# Painting Over a Stained Fireplace



## the_g_ster (9 Sep 2006)

A few years ago I stripped back and stained an old fireplace surround that was previously painted in a pretty hideous colour. Now I am changing the room a bit and it would look pretty good painted a plain white (well, that's what the other half thinks). (Then again I am taking her to Axminster on her birthday, so I can't complain).

My question is what is the best way to get a really nice finish to the old pine. I am guessing I need to fill the small indentations and really give it a light sanding. Will the paint stick to the stain or do I need to do anything special? 

Thanks in advance.

G


----------



## engineer one (13 Sep 2006)

don't suppose you remember what the brand of stain was, that would 
tell you what it contained, and then you could figure out.
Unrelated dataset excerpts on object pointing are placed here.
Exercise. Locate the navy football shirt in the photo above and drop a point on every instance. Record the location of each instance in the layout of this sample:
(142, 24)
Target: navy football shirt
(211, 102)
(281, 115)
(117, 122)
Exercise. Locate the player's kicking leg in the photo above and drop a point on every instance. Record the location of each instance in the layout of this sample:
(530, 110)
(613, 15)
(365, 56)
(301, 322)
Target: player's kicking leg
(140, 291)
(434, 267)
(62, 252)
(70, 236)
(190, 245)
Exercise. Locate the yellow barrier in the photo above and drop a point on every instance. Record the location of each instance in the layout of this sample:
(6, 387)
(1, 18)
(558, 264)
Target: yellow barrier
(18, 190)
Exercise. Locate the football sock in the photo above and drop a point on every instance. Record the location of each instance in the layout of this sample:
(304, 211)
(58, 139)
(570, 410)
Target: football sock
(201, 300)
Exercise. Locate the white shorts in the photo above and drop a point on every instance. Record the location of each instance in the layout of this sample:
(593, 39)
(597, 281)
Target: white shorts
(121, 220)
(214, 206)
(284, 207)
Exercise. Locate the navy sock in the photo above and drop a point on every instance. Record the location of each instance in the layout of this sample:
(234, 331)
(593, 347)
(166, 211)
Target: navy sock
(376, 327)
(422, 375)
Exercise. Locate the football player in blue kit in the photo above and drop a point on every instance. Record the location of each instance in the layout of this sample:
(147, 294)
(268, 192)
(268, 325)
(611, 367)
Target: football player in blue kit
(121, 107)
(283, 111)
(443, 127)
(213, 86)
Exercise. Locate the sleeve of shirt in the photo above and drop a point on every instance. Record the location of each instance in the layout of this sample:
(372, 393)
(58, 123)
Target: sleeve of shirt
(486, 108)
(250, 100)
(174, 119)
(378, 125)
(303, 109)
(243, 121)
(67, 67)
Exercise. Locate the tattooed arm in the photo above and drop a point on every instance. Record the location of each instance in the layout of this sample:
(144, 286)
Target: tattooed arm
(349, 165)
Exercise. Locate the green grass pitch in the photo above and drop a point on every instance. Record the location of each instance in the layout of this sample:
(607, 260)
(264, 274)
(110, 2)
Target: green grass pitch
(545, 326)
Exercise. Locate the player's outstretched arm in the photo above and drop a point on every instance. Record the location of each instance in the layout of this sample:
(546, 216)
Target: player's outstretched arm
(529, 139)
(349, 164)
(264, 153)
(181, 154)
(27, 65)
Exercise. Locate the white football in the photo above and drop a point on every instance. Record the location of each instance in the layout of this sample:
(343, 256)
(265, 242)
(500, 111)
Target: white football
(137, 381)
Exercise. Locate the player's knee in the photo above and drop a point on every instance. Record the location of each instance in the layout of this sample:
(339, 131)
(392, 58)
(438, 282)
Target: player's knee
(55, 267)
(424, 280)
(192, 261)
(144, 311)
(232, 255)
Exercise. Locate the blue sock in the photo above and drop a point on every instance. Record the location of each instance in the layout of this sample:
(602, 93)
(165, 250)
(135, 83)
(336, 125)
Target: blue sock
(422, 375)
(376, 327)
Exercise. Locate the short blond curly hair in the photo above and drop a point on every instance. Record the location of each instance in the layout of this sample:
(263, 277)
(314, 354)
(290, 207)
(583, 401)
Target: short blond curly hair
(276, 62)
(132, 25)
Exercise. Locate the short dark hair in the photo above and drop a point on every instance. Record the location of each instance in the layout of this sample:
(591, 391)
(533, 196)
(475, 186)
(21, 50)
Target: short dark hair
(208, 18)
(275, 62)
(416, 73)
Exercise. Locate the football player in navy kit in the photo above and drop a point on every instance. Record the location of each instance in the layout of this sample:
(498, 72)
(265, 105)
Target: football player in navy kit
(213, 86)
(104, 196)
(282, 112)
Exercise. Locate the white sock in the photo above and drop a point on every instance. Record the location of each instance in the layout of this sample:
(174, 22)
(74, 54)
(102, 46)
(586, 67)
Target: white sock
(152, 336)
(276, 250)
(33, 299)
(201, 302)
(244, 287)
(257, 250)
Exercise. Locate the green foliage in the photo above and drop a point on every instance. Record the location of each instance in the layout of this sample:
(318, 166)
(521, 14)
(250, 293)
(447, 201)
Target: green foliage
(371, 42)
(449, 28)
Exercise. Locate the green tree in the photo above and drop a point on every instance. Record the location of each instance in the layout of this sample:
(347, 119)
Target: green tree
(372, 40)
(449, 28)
i would think you might need to go for one of those primers which 
they suggest will stop colour bleeding through, never works on 
white over red though in my experience.
or you might try mdf primer, found that useful when painting over
mfc kitchen doors.

paul :wink:


----------



## the_g_ster (14 Sep 2006)

Cheers Paul, on my way down to B&Q now, those orange reciepts seem to accumulate far too easily.


----------



## TC (16 Sep 2006)

the_g_ster":1dsqxp94 said:


> A few years ago I stripped back and stained an old fireplace surround that was previously painted in a pretty hideous colour. Now I am changing the room a bit and it would look pretty good painted a plain white (well, that's what the other half thinks). (Then again I am taking her to Axminster on her birthday, so I can't complain).
> 
> My question is what is the best way to get a really nice finish to the old pine. I am guessing I need to fill the small indentations and really give it a light sanding. Will the paint stick to the stain or do I need to do anything special?
> 
> ...



www.milkpaint.com


----------



## joekid (12 Dec 2006)

if its red burn it and get a new one/ otherwise try the trusty medium sanding/ followed by fine ish,/,dont forget to give it a good two under coatings first, ive had good results even over oil based stains and varnishes,


----------